Yargıtay Kararı 15. Hukuk Dairesi 2014/3741 E. 2014/5839 K. 16.10.2014 T.

YARGITAY KARARI
DAİRE : 15. Hukuk Dairesi
ESAS NO : 2014/3741
KARAR NO : 2014/5839
KARAR TARİHİ : 16.10.2014

Mahkemesi :Ankara 1. Asliye Ticaret Mahkemesi
Tarihi :20.11.2012
Numarası :2007/250-2012/588

Yukarıda tarih ve numarası yazılı hükmün temyizen tetkiki taraf vekillerince istenmiş ve temyiz dilekçesinin süresi içinde verildiği anlaşılmış eksiklik nedeniyle mahalline iade edilen dosya ikmal edilerek gelmiş olmakla dosyadaki kağıtlar okundu gereği konuşulup düşünüldü:
– K A R A R –
Dava, Malatya-Gaziantep doğalgaz boru hattı sözleşmesi uyarınca, ilâve işten kaynaklanan alacakları ile poz değişikliğinden ortaya çıkan eksik ödemenin, hakedişlerden yapılan haksız kesintilerin tahsiliyle, kamulaştırma bedelinden borçlu olmadıklarının tespitine, kesin kabul yapıldığından teminat mektuplarının iadesine karar verilmesi istemleriyle açılmış, yargılama aşamasında teminat mektupları serbest bırakıldığından bu istemden feragat edilmiş, katodik koruma işine ilişkin emanete alınan tutarın davacıya iade edildiği kabul edilmiştir.
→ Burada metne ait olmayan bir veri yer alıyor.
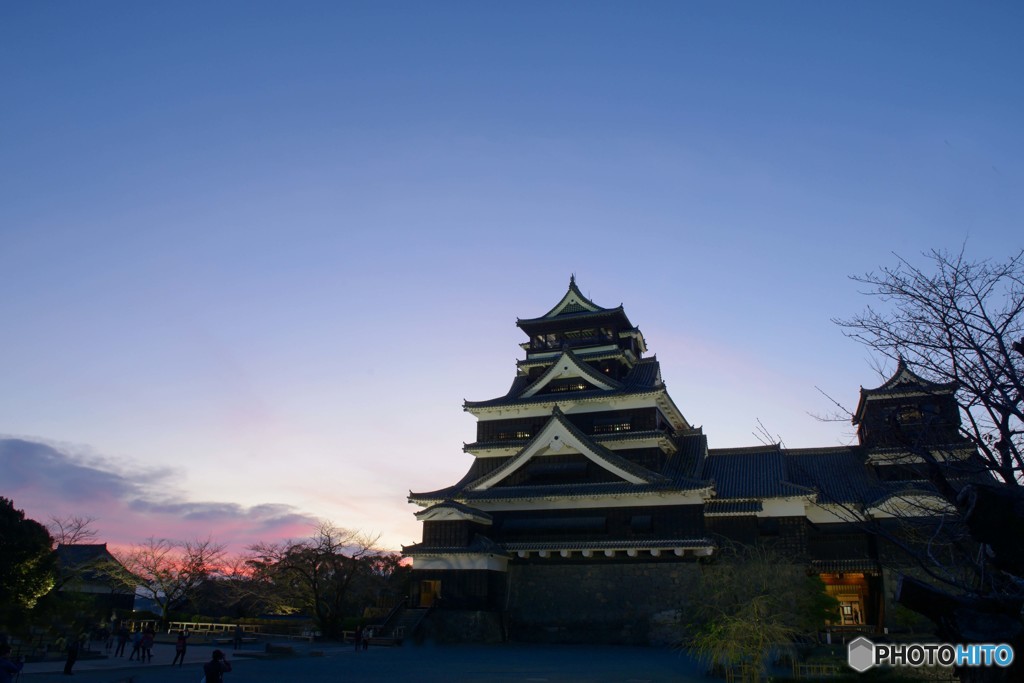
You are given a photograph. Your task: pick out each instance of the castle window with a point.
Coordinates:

Davalı savunmasında, davacı tarafından temin edilen boru bedelinin faturalara göre ödendiğini, işçilik ücreti istenmesinin sözleşme şartlarında mümkün olmadığını, eksik ödemede bulunmadığından davanın reddini istemiştir.
Mahkemece, teminat mektuplarıyla ilgili feragat nedeniyle, katodik koruma bedeli iade edilmekle bu talepler konusunda karar verilmesine yer olmadığına, davacının alacak talebinin kısmen kabulüyle 81.556,51 USD dolarının TC.Merkez Bankası yabancı para alacağına uygulanan faiz oranı ile birlikte davalıdan tahsiline karar verilmiş, karar taraf vekillerince temyiz edilmiştir.
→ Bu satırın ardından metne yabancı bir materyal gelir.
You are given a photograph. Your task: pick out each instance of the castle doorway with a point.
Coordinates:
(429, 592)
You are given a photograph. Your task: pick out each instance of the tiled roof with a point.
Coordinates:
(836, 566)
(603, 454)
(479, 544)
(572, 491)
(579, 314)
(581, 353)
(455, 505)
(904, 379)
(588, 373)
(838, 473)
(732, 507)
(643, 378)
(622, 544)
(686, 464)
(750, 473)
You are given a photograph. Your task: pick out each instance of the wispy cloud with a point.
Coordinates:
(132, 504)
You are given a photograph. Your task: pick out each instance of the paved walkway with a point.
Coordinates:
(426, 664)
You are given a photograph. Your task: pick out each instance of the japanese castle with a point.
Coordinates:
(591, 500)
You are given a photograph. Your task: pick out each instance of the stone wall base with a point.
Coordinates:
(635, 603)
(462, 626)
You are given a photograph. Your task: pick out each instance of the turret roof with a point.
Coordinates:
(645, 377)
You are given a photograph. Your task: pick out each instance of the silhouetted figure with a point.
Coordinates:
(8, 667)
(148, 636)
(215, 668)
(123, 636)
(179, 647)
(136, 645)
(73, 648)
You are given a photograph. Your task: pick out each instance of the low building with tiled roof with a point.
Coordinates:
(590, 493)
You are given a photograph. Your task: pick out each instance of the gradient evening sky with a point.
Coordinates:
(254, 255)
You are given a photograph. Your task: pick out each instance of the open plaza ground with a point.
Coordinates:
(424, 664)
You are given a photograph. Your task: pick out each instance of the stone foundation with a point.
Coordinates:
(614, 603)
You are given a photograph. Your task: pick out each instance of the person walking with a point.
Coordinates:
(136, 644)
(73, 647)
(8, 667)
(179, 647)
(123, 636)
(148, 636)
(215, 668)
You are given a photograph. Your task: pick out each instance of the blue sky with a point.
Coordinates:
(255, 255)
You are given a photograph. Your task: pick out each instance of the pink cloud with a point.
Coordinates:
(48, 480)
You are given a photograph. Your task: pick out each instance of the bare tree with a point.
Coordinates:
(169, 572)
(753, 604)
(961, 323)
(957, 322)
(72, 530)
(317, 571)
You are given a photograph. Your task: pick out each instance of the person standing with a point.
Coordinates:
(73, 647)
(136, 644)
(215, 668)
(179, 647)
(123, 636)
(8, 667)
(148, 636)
1-Dosyadaki yazılara, kararın dayandığı delillerle yasaya uygun gerektirici nedenlere ve özellikle delillerin takdirinde bir isabetsizlik bulunmamasına göre davacının tüm, davalının aşağıdaki bendin kapsamı dışında kalan diğer temyiz itirazları reddedilmelidir.
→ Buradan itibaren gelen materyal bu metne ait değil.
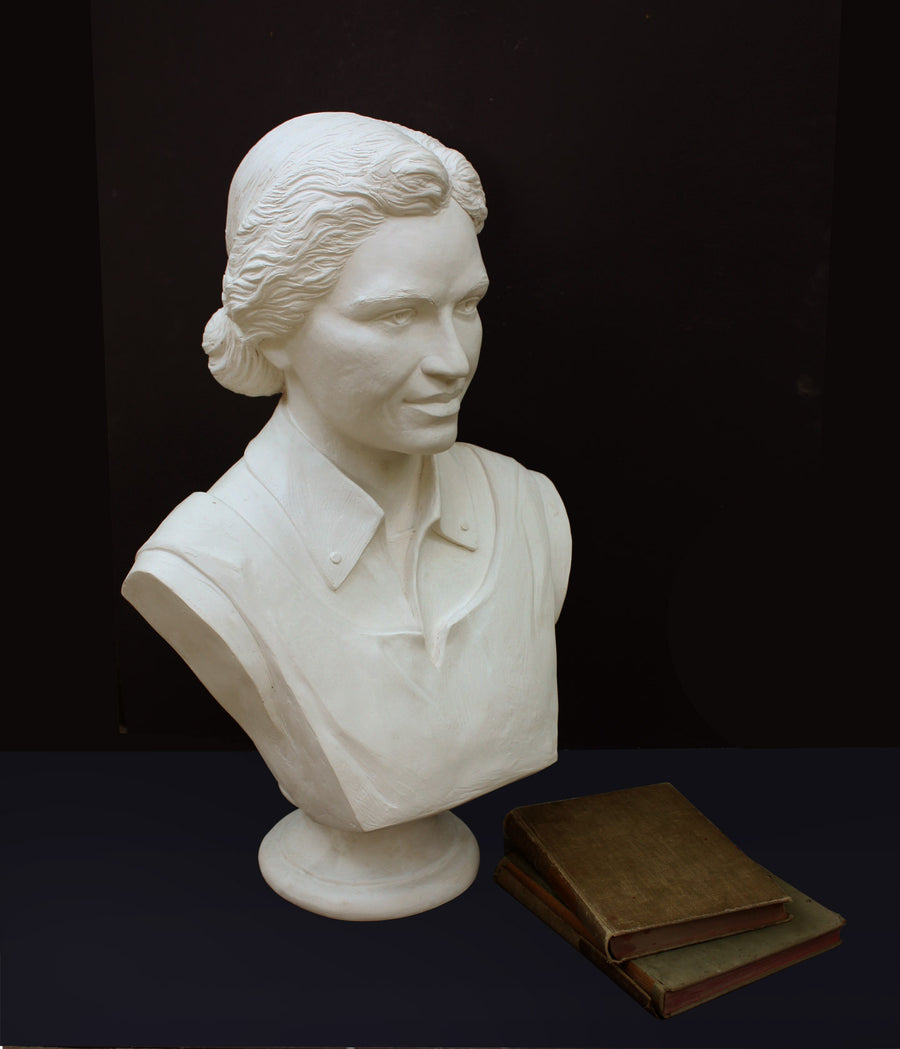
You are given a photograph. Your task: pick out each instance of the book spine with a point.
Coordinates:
(520, 837)
(506, 877)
2-Davalının 26.08.2003 ve B.15.2 B.O.T.O. 13.04.00 sayılı yazısıyla HDPE borularının şartname hükümlerince davacıdan temin etmesini istemiş ve davacı tarafından temin edildiği konusunda taraflar arasında uyuşmazlık yoktur. Uyuşmazlık, teslim olunan boruların bedeli konusundadır. Davalı faturalar karşlığı 43.668,18 ABD doları ödemenin yeterli olduğunu savunmuş, davacı ise sözleşmenin 35.1. madde hükmünce değerlendirilerek nakliye ve kâr hesabıyla 82.090,44 ABD doları ödenmesi gerektiğini belirterek ödenmeyen fark bedeli talep etmiştir. Sözleşmenin “Değişiklikler” başlıklı 35.1. maddesi, sözleşmenin konusunu oluşturan iş değişikliğine ilişkin olup davalının temin etmesi gereken bir kısım malzemenin (borunun) davacı tarafından getirilmiş olması iş değişikliği olarak kabul edilemez. Bu nedenle de davacı talebinde yer alan müteahhitlik kârı istenemez ise de, davacının nakliye bedeli istemi haklıdır. Mahkemece alacağa müteahhitlik kârı da ilâve edilerek hükme varılması doğru olmamıştır.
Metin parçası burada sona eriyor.